We like to laugh at Pixie Lott don't we. How we laugh!
HA. Pixie Lott with her songs that aren't selling as well as the songs that sold well.
HA HA. Pixie Lott with those endorsement deals she does that aren't quite as classy as those endorsement deals Beyoncé does.
HA HA HA. Pixie Lott with her appearance on Strictly Come Dancing.
HA HA HA HA. Pixie Lott who has the audacity to carry on with her career even though you listen to 'Boom Clap'.
HA HA HA HA HA. Pixie Lott with her covetable lifestyle, her strong vocal talent, her double platinum debut album, her eye-wateringly hot model boyfriend and her decent public profile, but let's ignore all the stuff she's got going for her because HA HA HA HA HA HA.
It's no secret that Pixie's most recent comeback single 'Nasty' was a load of old shit and the last thing she needed at a point in time when only a certified belter would really have done the trick in terms of full-on career resuscitation, and it's also true that 'Break Up Song' is a good song.
So what do we all do?
Do we as music fans ignore this good single because other people consider Pixie Lott a laughing stock? Or do we say, actually, fuck that, let's give it a few listens over the next few weeks, let's enjoy it when it's on the radio (caveat: this song will probably not be on the radio for reasons outlined below), and let's maybe come across it a few years from now quite by accident and think to ourselves "actually do you know what it's nice to hear this again"?
Obviously it is the year 2014. XCX AD. 'Break Up Song' doesn't really sound very 2014 any more than Pixie Lott seems like the sort of artist who'd get a record deal in 2014. But are we so obsessed with living every minute of our lives on the bleeding edge of pop that every song we let into our ears has to have MNEK or someone off The Hype Machine or one of Dr Luke's team somewhere in the writing and production credits, or a sodding banjo in the mix?

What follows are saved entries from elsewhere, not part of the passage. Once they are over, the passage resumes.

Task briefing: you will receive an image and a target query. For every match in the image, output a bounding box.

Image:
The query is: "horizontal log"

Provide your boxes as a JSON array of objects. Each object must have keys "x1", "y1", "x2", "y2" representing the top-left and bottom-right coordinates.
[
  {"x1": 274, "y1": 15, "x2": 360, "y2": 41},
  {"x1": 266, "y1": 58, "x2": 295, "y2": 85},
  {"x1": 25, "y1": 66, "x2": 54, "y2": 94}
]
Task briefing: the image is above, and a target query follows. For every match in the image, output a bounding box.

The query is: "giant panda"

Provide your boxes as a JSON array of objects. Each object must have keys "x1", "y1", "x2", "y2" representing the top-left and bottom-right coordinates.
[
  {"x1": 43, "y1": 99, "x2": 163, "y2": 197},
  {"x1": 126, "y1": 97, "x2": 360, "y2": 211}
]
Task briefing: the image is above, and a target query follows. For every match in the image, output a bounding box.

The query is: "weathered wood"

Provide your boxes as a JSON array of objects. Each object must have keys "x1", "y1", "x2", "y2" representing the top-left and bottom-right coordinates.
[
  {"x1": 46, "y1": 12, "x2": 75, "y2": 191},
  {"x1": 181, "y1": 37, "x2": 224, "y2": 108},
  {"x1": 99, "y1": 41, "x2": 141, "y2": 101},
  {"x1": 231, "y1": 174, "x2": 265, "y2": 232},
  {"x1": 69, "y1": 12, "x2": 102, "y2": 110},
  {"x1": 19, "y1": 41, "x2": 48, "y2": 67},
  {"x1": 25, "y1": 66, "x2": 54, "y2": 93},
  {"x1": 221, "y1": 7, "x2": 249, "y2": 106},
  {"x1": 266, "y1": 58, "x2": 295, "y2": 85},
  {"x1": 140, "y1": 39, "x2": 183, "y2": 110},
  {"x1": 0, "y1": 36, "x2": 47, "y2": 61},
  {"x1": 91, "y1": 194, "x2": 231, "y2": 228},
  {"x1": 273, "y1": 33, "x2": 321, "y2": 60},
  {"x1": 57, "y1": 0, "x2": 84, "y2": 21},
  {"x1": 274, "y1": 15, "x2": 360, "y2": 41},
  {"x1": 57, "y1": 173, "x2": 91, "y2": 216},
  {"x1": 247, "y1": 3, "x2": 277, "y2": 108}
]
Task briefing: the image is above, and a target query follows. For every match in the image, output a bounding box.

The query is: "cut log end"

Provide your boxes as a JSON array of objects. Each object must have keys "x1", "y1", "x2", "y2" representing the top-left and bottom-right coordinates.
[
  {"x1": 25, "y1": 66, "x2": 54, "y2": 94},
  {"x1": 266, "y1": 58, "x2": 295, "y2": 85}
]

'Break Up Song' is a good song. It is not a song that will change the world. It is not the second coming of 'We Found Love'. It's somewhere above a 6/10 and somewhere below a 7/10.
Yes, we know, 'good enough' isn't good enough. Demand excellence at all times from all popstars. Blah blah blah. But are there so many a‑list world class 10/10 Max Martin-level epic bangers floating around that we can consume a balanced pop diet by only listening to those songs?
You don't have to buy Pixie's album. In fact we'd strongly suggest you don't, because it's not very good. But that's not the point. The point is that not everything in pop has to be your next obsession. It's fine to just like something. You don't have to spend £18.99 (or whatever Pixie's rate is) on a VIP meet and greet ticket. You don't have to declare your undying love for Pixie Lott on Facebook. You don't have to get "MAMA DO" tattooed repeatedly up and down the length of your cock.
Pop music needs its Charlis. But sometimes it also needs its Pixies. It needs people who'll knock out a good song every now and again. It needs popstars who'll turn up on time, sing a good song well and get out.